The genus Rhododendron includes nearly 1,000 species and countless numbers of cultivars (cultivated varieties). While azaleas are now included in the genus Rhododendron, there are some general differences between azaleas and rhododendrons. The most notable difference is that most rhododendrons are evergreen while most azaleas are deciduous (leaves fall off in winter). While indigenous to many nations, Rhododendrons are most common in China, Japan, and the eastern and northwestern United States.
Large Purple Rhododendron
Standing 12 feet tall and spreading 20 feet laterally,
this huge purple Rhododendron is a
real ‘show stopper’ in springtime!
Few spring flowering shrubs in the northeast command the same attention and respect as Rhododendrons. These evergreens are well known for their large pom-pom shaped flowers that appear in rich purple, red, pink and white colors. The blooms are further highlighted by a background of large evergreen leaves.
When Rhododendrons are sited correctly – eastern or northern exposures away from harsh winter winds – they will perform magnificently. The huge purple Rhododendron in the photo below gives ample proof of how well they thrive in the right location.
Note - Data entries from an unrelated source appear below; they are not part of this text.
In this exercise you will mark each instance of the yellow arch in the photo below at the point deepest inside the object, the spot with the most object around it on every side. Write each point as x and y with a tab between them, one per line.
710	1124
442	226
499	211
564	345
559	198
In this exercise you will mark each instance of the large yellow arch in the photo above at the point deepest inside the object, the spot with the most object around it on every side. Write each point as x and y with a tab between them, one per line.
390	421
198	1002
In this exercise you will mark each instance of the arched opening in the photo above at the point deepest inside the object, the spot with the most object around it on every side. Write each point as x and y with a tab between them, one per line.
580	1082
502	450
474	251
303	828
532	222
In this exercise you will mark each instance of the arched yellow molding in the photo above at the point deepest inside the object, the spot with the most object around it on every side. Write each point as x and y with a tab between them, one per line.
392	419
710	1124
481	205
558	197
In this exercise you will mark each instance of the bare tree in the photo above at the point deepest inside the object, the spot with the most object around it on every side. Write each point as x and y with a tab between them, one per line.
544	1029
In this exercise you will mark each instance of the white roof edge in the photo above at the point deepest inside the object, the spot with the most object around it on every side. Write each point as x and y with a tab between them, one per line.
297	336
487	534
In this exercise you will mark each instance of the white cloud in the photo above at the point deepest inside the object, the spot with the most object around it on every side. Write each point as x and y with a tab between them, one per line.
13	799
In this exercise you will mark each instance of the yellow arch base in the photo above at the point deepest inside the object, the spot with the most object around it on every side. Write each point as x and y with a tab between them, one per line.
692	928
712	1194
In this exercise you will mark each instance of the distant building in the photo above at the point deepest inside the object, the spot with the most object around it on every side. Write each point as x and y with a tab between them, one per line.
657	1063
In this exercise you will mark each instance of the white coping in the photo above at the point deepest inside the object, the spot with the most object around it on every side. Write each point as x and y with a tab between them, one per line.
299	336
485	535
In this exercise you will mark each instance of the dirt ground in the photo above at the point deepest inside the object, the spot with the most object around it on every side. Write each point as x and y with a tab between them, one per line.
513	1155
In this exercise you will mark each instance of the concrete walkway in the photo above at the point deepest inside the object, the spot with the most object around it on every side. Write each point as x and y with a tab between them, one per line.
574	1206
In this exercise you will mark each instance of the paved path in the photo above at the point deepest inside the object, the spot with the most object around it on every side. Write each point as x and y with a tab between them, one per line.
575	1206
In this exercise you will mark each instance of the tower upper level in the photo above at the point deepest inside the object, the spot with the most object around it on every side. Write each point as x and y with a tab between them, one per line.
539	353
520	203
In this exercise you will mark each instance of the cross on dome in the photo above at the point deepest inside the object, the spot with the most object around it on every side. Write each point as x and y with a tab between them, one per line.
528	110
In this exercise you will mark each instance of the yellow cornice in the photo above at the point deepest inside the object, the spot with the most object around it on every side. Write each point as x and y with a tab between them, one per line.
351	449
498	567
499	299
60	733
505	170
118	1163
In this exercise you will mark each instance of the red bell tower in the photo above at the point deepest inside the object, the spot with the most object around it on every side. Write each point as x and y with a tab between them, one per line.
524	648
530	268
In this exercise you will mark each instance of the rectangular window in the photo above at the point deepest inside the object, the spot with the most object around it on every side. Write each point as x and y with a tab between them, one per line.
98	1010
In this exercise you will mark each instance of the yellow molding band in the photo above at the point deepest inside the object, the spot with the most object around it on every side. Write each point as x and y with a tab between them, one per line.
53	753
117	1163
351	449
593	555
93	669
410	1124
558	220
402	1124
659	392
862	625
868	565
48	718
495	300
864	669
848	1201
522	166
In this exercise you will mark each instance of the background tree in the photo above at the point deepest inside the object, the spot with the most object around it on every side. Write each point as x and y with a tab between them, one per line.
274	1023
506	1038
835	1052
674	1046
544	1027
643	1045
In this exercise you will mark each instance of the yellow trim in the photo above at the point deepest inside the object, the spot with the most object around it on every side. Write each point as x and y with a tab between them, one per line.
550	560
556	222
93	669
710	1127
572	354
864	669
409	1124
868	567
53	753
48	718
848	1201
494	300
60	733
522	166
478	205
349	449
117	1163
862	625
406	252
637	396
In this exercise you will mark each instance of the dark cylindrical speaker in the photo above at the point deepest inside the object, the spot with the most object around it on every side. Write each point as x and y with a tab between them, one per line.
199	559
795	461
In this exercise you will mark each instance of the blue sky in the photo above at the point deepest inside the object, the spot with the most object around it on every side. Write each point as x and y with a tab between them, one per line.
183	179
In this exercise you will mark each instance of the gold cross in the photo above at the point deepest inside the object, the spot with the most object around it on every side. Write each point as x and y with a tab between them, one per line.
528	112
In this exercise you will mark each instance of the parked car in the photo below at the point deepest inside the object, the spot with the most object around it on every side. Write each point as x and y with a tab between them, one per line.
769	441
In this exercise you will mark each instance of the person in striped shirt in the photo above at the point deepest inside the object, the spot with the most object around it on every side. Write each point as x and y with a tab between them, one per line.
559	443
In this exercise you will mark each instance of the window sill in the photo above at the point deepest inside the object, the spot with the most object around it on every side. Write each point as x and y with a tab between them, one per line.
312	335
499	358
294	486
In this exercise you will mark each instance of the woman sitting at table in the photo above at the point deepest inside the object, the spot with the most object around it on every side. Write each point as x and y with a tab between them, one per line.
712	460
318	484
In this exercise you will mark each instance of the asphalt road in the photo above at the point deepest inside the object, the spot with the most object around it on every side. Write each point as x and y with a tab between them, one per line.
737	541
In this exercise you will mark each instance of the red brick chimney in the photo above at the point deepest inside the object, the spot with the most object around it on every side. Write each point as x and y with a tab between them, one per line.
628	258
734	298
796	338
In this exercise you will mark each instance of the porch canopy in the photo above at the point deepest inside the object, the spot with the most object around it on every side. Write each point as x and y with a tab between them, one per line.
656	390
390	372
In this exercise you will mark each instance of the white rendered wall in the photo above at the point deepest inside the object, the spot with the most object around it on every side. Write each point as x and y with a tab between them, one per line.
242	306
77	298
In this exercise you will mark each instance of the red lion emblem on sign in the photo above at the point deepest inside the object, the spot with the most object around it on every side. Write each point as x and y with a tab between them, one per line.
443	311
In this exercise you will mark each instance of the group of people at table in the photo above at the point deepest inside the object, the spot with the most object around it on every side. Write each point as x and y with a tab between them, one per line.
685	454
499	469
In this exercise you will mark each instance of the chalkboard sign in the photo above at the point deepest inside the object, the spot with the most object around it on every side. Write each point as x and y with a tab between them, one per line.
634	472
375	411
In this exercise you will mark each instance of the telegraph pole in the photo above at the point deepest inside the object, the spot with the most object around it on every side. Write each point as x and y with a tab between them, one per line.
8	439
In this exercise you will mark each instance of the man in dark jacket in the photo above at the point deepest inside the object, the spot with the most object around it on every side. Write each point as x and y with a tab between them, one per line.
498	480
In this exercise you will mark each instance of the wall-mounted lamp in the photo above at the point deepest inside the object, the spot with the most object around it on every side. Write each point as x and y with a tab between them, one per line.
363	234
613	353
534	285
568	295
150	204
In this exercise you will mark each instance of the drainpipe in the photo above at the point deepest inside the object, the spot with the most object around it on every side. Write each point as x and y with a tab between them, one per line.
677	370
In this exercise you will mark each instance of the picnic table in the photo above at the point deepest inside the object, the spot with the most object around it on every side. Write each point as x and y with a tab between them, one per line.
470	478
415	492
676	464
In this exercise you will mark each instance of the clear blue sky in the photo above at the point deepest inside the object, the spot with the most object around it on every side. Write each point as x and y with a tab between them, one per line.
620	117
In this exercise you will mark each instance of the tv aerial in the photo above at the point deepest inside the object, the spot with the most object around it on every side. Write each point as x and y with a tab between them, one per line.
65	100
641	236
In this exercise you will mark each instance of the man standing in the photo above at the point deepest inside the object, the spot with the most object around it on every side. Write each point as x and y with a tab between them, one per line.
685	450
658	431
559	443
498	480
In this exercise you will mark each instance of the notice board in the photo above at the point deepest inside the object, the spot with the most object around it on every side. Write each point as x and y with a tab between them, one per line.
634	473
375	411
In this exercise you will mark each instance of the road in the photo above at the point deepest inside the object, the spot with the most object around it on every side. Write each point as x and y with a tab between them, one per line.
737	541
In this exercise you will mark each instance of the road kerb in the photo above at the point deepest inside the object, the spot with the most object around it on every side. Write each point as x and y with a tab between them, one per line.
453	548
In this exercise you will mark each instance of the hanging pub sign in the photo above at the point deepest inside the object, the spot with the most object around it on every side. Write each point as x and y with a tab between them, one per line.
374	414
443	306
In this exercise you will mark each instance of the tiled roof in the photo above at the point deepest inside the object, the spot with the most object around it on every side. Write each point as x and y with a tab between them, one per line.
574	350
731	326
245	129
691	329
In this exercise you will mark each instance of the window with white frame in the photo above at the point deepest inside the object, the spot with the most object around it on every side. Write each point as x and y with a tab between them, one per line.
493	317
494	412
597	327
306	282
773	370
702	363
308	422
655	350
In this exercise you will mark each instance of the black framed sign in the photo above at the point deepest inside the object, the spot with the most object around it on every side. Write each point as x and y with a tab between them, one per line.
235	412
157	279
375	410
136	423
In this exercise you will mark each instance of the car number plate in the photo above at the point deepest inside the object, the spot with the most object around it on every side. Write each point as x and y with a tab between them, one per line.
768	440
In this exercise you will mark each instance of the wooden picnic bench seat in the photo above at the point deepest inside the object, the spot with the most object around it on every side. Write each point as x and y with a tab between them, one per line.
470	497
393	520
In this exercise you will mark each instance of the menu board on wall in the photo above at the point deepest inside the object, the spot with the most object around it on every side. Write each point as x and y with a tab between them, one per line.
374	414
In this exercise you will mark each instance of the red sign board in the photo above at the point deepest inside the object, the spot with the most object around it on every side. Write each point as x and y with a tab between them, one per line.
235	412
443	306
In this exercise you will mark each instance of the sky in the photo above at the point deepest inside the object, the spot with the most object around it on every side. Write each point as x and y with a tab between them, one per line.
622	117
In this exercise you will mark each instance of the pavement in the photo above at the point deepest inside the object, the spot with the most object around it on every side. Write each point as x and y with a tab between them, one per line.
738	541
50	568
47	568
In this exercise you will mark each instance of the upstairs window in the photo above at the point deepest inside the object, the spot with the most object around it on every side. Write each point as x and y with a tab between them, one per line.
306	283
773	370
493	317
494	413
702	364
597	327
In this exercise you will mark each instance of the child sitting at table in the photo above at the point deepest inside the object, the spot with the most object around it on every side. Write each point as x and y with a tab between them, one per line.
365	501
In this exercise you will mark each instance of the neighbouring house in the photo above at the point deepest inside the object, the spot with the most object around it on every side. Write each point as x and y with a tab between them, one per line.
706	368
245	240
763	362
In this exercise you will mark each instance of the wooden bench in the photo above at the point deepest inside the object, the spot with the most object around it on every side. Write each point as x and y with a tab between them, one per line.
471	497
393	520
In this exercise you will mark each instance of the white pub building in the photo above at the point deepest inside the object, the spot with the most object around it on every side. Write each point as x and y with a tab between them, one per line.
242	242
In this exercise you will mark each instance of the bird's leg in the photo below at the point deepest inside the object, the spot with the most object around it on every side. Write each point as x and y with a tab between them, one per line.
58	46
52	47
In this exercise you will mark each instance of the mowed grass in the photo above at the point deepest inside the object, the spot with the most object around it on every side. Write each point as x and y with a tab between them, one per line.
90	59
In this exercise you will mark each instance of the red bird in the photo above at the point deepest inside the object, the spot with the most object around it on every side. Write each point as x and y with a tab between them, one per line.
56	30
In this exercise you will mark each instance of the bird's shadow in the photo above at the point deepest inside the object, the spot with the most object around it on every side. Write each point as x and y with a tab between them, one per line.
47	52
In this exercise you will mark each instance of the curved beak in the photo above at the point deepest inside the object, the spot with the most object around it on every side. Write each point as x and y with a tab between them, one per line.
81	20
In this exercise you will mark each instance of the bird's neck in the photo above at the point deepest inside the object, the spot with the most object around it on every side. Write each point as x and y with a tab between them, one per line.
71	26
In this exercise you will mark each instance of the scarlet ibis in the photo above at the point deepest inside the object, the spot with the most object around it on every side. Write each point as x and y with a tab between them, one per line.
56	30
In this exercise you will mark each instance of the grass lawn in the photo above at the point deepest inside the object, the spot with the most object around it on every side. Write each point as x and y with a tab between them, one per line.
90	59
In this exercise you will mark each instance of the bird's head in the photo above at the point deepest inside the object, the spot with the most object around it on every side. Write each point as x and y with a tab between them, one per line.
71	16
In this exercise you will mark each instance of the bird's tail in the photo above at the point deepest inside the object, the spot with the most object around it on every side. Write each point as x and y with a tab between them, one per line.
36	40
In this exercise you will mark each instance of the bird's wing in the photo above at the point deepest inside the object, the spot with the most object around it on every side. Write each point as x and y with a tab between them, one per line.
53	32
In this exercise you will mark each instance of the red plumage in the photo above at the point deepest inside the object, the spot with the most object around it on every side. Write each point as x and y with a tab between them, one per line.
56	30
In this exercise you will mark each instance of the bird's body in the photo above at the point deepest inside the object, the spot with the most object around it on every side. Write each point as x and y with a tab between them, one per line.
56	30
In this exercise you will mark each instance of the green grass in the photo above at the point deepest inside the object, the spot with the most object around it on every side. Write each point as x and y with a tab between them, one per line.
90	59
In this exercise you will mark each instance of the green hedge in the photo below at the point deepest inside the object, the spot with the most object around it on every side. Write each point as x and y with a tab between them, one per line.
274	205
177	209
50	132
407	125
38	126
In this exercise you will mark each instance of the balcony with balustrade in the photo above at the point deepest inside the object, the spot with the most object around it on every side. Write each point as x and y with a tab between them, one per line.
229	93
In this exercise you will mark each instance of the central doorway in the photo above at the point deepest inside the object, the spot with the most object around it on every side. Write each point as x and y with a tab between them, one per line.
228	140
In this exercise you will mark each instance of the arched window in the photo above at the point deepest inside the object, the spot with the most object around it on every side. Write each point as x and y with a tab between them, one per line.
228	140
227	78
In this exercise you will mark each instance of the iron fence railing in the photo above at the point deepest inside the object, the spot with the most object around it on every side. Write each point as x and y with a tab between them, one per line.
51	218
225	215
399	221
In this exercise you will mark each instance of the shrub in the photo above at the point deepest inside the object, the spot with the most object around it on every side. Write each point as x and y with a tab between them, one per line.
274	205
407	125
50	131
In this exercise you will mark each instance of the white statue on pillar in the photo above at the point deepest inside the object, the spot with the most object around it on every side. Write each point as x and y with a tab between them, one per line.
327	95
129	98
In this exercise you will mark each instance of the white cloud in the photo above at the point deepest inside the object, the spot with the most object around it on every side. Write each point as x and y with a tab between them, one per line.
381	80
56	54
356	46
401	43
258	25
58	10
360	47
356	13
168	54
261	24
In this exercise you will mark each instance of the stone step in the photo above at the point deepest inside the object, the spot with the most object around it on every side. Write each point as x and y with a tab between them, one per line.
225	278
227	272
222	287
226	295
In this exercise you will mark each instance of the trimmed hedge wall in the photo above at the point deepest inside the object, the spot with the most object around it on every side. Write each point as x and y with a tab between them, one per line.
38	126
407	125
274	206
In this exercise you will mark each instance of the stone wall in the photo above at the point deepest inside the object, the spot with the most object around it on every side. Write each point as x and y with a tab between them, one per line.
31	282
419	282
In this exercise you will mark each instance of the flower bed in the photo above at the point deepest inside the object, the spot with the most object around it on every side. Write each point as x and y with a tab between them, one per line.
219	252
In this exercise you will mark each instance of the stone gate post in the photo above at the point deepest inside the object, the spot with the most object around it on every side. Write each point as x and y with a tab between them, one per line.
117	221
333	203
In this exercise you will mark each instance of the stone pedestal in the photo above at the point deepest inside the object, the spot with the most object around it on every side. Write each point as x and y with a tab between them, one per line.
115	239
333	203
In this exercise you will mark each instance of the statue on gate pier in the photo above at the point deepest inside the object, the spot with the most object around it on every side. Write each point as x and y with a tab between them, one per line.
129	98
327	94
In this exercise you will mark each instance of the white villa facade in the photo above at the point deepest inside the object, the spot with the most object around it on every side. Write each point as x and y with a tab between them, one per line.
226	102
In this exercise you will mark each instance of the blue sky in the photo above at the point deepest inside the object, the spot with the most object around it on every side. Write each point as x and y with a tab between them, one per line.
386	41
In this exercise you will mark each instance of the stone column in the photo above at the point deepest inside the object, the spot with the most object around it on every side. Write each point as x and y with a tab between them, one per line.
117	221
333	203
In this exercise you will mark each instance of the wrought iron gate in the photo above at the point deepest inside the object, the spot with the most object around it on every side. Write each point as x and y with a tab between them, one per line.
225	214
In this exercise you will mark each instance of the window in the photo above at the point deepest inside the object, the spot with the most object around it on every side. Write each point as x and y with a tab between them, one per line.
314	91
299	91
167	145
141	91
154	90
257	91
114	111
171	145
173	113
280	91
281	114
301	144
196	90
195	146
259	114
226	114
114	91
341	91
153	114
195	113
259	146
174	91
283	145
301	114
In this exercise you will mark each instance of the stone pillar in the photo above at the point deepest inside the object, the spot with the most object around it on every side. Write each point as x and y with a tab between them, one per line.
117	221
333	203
Gardeners who desire to grow healthy Rhododendrons should also pay close attention to finding a spot in the garden with good drainage and acidic soil.
Rhododendron trimming should be done within 30 days of when blossoms fade, so the flower buds for next year’s flower show aren’t inadvertently removed. Some gardeners also like to “dead head” spent blossoms that have become seed heads, but care must be given not to damage new growth.
Send your Rhododendrons into winter with adequate moisture in their root zones to counter the drying affects of winter winds on evergreen foliage. In exposed areas of the landscape, plants can be protected with burlap ‘shields’ attached to stakes – like fencing. An alternative winter defense is applying an anti-desiccant to the foliage.